3. Make the bounty last.
While natives of the northern hemisphere are perfectly eating local and seasonal from spring through fall, once winter hits and the sun goes into hiding, the produce goes missing as well.
Fortunately, we live in a time where machines and tools let us preserve our bounty easily. You can freeze, can, pickle, or dry literally any kind of crop from berries and broccoli to homemade salsa and rhubarb pie, and stay well-fed even through the leaner months.
4. Grow your own produce.
Dig up some beds in your backyard and cultivate some tomatoes, lettuce and leafy greens, cucumbers, green beans, courgettes, and beetroot. Don’t have a yard? You can give life to some nicely potted onions, ginger, mushrooms, lemons, mandarin oranges, salad greens, and essential herbs within your home.
Limited indoor space? Try a windowsill or kitchen counter army of sprouts and microgreens. Growing your own produce takes up some amount of time, energy, and money, but the rewards upon harvest save you tons of these very same resources in the long run.
5. Get smart and creative with your meat.
Local, grass-fed, and ethically produced poultry and meats still carve a large carbon footprint and are by nature the priciest items in your sustainable diet, and this is one of the many reasons turning to plants as an alternative protein source is highly recommended.
However, for the few times a week you’re treating yourself to meat, you can request for butcher’s cuts like the silverside and faux hanger on beef, or the secreto and ham and bacon ends for pork.
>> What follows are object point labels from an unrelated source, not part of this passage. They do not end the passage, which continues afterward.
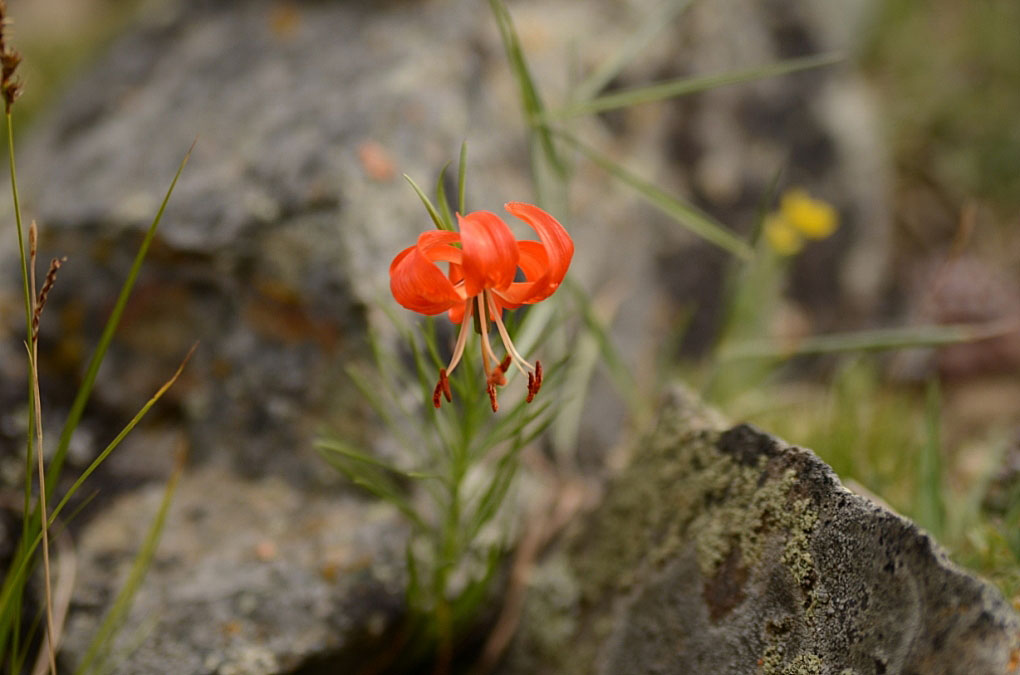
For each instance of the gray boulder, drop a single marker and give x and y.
(275, 245)
(726, 551)
(250, 578)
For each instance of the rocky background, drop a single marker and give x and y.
(273, 256)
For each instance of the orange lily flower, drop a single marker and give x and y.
(480, 278)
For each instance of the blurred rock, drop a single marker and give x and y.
(728, 552)
(279, 232)
(250, 578)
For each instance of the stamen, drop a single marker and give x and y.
(492, 397)
(458, 350)
(487, 348)
(442, 386)
(518, 360)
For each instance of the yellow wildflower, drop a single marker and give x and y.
(800, 216)
(812, 217)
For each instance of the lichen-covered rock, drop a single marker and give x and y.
(250, 578)
(283, 224)
(725, 551)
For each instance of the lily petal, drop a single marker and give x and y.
(415, 280)
(534, 263)
(490, 252)
(558, 245)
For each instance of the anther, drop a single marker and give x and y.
(442, 387)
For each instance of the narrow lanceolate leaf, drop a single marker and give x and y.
(96, 658)
(929, 509)
(441, 197)
(85, 391)
(868, 341)
(695, 220)
(432, 213)
(462, 177)
(530, 101)
(685, 86)
(370, 476)
(20, 565)
(650, 28)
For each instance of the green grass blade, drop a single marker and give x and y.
(695, 220)
(95, 659)
(929, 509)
(432, 213)
(530, 101)
(867, 341)
(442, 199)
(461, 178)
(85, 391)
(686, 86)
(656, 21)
(372, 479)
(21, 562)
(490, 501)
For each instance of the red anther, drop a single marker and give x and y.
(496, 378)
(442, 386)
(436, 394)
(446, 385)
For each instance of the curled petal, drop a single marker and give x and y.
(490, 252)
(415, 280)
(534, 263)
(456, 313)
(557, 243)
(435, 245)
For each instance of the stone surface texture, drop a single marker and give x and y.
(250, 578)
(726, 551)
(735, 555)
(274, 247)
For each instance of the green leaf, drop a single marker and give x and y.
(432, 213)
(461, 178)
(929, 509)
(632, 46)
(442, 198)
(85, 391)
(489, 502)
(695, 220)
(369, 475)
(14, 581)
(686, 86)
(95, 659)
(530, 101)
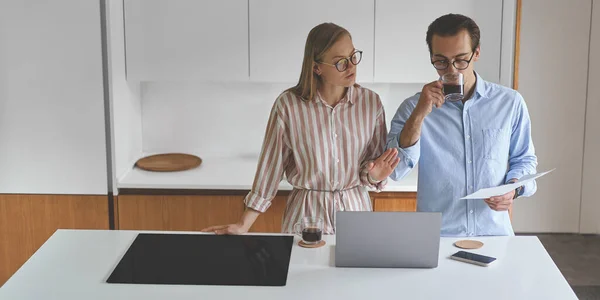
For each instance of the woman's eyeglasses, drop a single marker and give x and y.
(342, 64)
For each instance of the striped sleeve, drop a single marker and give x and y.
(375, 147)
(274, 157)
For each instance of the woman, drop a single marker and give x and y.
(327, 134)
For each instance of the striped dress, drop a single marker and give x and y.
(322, 152)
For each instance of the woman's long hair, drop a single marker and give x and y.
(319, 40)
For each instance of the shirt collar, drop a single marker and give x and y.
(349, 97)
(480, 85)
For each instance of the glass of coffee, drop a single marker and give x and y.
(454, 86)
(310, 230)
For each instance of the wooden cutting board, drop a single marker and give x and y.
(168, 162)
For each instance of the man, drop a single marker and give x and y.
(463, 146)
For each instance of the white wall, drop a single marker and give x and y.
(553, 81)
(52, 134)
(590, 199)
(126, 110)
(223, 120)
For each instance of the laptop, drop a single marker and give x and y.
(387, 239)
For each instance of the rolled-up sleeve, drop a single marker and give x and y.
(274, 157)
(522, 159)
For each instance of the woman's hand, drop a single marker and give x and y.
(227, 229)
(384, 165)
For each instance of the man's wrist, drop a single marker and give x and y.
(372, 180)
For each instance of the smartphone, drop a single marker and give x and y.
(473, 258)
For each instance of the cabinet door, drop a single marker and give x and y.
(401, 52)
(270, 221)
(278, 31)
(186, 40)
(394, 201)
(52, 122)
(181, 213)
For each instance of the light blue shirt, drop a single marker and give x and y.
(466, 147)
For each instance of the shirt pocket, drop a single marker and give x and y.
(495, 143)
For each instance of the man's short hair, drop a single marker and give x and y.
(452, 24)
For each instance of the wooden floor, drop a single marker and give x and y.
(578, 258)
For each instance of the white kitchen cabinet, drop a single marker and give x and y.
(278, 31)
(186, 40)
(52, 122)
(401, 52)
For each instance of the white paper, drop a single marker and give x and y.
(503, 189)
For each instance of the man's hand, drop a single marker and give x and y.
(431, 95)
(501, 203)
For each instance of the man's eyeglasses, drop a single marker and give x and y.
(459, 64)
(342, 64)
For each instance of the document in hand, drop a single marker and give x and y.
(503, 189)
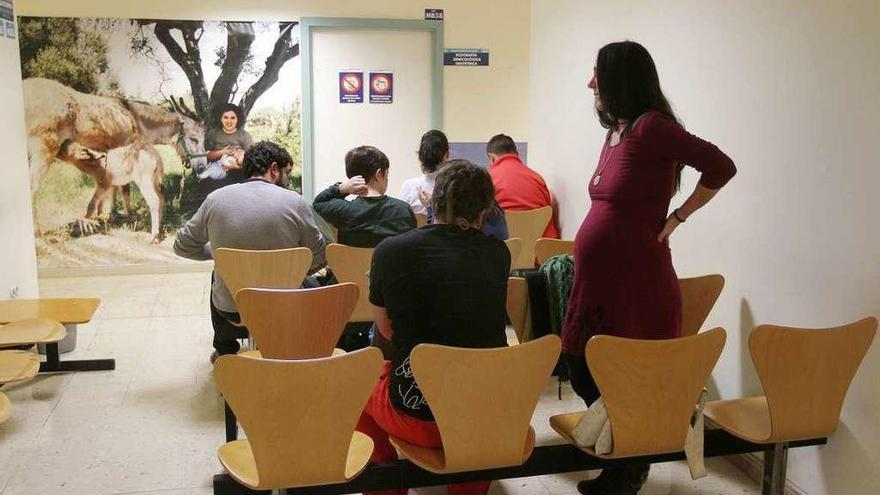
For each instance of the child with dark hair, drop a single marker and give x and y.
(444, 284)
(226, 146)
(372, 215)
(433, 152)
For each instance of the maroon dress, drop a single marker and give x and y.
(624, 282)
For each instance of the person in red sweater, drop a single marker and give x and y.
(517, 187)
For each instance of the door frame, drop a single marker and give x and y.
(307, 24)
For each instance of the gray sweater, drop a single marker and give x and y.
(251, 215)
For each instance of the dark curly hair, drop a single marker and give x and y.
(432, 150)
(462, 191)
(259, 157)
(365, 161)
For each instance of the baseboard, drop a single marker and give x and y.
(753, 465)
(100, 271)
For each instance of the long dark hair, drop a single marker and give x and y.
(628, 87)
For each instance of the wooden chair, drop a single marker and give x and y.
(269, 269)
(698, 296)
(15, 366)
(299, 417)
(514, 245)
(518, 308)
(645, 390)
(805, 374)
(421, 220)
(528, 225)
(546, 248)
(482, 400)
(31, 331)
(296, 323)
(351, 264)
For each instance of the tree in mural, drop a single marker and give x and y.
(58, 49)
(235, 59)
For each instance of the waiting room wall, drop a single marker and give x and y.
(18, 262)
(789, 91)
(478, 101)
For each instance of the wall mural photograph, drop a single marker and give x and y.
(132, 122)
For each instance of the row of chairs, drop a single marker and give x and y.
(21, 365)
(483, 400)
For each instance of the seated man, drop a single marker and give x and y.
(260, 213)
(371, 216)
(517, 187)
(444, 283)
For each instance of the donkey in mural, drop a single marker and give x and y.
(57, 116)
(113, 171)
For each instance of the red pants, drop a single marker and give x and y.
(380, 419)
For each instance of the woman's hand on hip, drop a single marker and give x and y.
(668, 228)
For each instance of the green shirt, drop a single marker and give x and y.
(364, 221)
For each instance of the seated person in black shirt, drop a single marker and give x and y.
(446, 284)
(371, 216)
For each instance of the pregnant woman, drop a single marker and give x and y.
(624, 282)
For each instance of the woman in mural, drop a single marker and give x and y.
(226, 146)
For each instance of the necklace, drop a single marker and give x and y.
(603, 163)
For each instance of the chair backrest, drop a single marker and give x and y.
(650, 387)
(421, 220)
(546, 248)
(806, 373)
(514, 245)
(518, 307)
(528, 225)
(299, 416)
(483, 399)
(297, 323)
(351, 264)
(698, 296)
(270, 269)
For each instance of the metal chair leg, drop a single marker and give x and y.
(775, 466)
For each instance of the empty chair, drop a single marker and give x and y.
(529, 226)
(351, 264)
(15, 366)
(31, 331)
(805, 374)
(269, 269)
(514, 245)
(482, 400)
(645, 390)
(297, 323)
(547, 248)
(518, 308)
(698, 297)
(299, 417)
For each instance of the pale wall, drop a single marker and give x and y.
(479, 101)
(18, 263)
(789, 91)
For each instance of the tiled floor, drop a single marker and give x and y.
(153, 425)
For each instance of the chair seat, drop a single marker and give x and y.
(434, 460)
(32, 331)
(238, 458)
(747, 418)
(258, 354)
(5, 408)
(18, 365)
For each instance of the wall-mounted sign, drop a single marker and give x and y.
(6, 13)
(382, 87)
(465, 56)
(433, 14)
(351, 87)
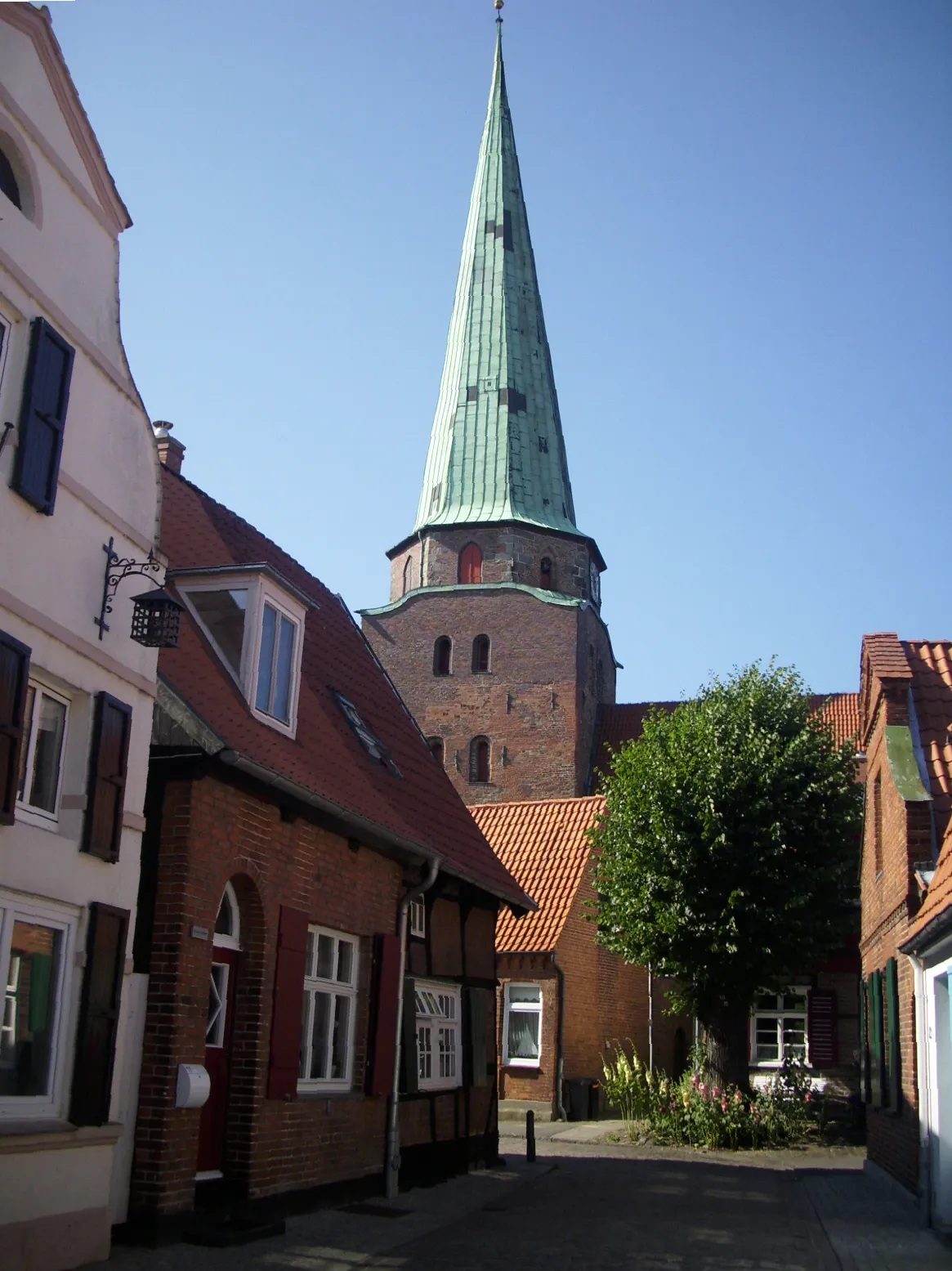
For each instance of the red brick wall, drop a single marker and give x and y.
(537, 705)
(214, 831)
(606, 1000)
(889, 902)
(512, 553)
Chicken and other fowl, are cheapest bought whole, so ask your butcher to cut the bird up for you to freeze some pieces for future use.
Adopt crafty ways of extending your meat, such as dicing up a steak for use in tacos or casseroles, having it ground to top over pizza or to mix with some vegetables into a burger, or having it shaved for use in sandwiches, salads, and mains.
6. Bulk up.
Shop the bulk bins at your local grocers for some grains, seeds, nuts, flours, pulses, pastas, dried foods, and even vegetables that have longer shelf lives like potatoes and onions. Even whole animals cut up into pieces are cheaper overall; bag up and freeze them in choice portions, defrosting only as needed.
Remember, however, that if you’re purchasing your wholesale foods, you need to have a plan for storing and using them.
Bonus tip: Teach yourself how to cook so you can eat as little restaurant and processed foods as possible! Like growing your own food, living on an organic, local, seasonal, and sustainable menu that’s home-cooked and that contains minimal additives takes some time and energy to do, but it generates great savings, steers you away from empty calories and harmful chemicals, and keeps your environmental impact at an absolute minimum.
We can only really hope that, like you, the generations who stand to inherit the earth are prepared to do so as individuals committed to the continual thriving of this planet and all its precious treasures. Until then, good luck, and happy shopping, gardening, cooking, and eating ethically!